An unusual move confirms the former chairman of the state Republican Party to the Nebraska State Fair Board.
The Unicameral has rejected the recommendation of the Agriculture Committee to not approve Governor Dave Heineman’s appointment of Mark Fahelson of Lincoln to the board.
Sen. Bill Avery of Lincoln told colleagues they might not have liked Fahelson’s politics, but they should allow him to serve on the State Fair Board.
“Like many in here, I probably have plenty of reasons to be upset with Mr. Fahleson.

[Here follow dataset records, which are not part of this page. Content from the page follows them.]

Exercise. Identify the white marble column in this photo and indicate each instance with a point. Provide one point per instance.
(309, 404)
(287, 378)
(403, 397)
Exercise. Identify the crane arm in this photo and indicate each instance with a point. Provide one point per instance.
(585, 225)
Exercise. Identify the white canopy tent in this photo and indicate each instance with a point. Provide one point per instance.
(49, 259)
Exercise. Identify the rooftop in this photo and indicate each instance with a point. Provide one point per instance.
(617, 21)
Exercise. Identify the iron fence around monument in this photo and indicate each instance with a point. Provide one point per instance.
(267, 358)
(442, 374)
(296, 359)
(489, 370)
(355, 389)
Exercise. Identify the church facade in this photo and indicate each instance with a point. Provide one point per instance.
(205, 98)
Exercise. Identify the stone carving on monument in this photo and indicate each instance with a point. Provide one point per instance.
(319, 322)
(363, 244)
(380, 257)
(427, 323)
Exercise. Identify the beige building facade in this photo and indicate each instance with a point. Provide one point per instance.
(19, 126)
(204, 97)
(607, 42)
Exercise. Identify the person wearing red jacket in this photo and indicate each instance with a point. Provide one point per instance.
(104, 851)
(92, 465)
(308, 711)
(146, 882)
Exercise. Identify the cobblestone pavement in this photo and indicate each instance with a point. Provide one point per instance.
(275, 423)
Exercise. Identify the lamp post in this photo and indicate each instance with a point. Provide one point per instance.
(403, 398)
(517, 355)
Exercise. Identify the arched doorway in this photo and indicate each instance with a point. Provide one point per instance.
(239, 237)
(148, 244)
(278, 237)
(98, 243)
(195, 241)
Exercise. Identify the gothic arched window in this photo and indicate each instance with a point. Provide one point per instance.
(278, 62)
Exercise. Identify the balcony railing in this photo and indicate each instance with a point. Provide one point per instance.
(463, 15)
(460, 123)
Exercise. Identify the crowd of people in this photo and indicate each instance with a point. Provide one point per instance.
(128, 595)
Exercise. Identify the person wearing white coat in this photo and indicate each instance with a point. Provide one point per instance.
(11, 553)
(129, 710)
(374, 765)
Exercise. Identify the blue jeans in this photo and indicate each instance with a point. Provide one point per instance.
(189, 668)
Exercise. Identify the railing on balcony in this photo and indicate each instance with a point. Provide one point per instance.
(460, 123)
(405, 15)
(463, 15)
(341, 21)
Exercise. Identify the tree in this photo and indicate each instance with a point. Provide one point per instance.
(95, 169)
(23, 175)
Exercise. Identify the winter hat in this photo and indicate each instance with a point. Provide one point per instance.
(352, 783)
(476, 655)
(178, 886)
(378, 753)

I was on the receiving end of some pretty nasty negative mailings that were produced on his watch,” Avery said. “But that is not sufficient reason to oppose his confirmation.”
The legislature’s Agriculture Committee voted 5-3 to reject the nomination of Fahleson to the State Fair Board.
Fahleson’s appointment was confirmed when the Unicameral rejected the committee recommendation on a 4-31-8 vote; four senators voting to uphold the committee rejection of Fahleson, 31 voting against the committee recommendation and eight not voting.
Sen. Steve Lathrop of Omaha argued against Fahleson’s appointment, claiming Fahleson had meddled in the working of the Unicameral during his tenure as Nebraska Republican Party chairman.
“Where I believe the line has been crossed and why I have a problem with this appointment is when the chair of either party begins to tell the members what they have to do to be a good Republican or a good Democrat,” Lathrop said during floor debate. “That’s when the line gets crossed.”
Lathrop made reference to a couple of mailings the Nebraska Republican Party issued during Fahleson’s time as chairman. One highlighted Republican senators who voted against the party position on issues before the officially non-partisan Unicameral. The other was a memo to Republican members in the Unicameral, urging them to only vote for Republicans as committee chairmen.
“Look, we’re approving him for the Fair Board. This isn’t the Chief Justice of the Nebraska Supreme Court, right? The guy is going to run the midway out in Grand Island. I get that. And it’s largely ceremonial perhaps, but in the end it is about the institution,” Fahleson said. “This is somebody that crossed the line, in my opinion.”
Sen. Scott Lautenbaugh of Omaha told colleagues to put their partisan feelings aside and allow Fahleson to serve.
“We can agree that we’re non-partisans. We can all agree that we’re thin, too, for all the good it does us,” Lautenbaugh joked. “But, this is an episode that needs to end the right way. Mr. Fahleson had a job to do and he did it.”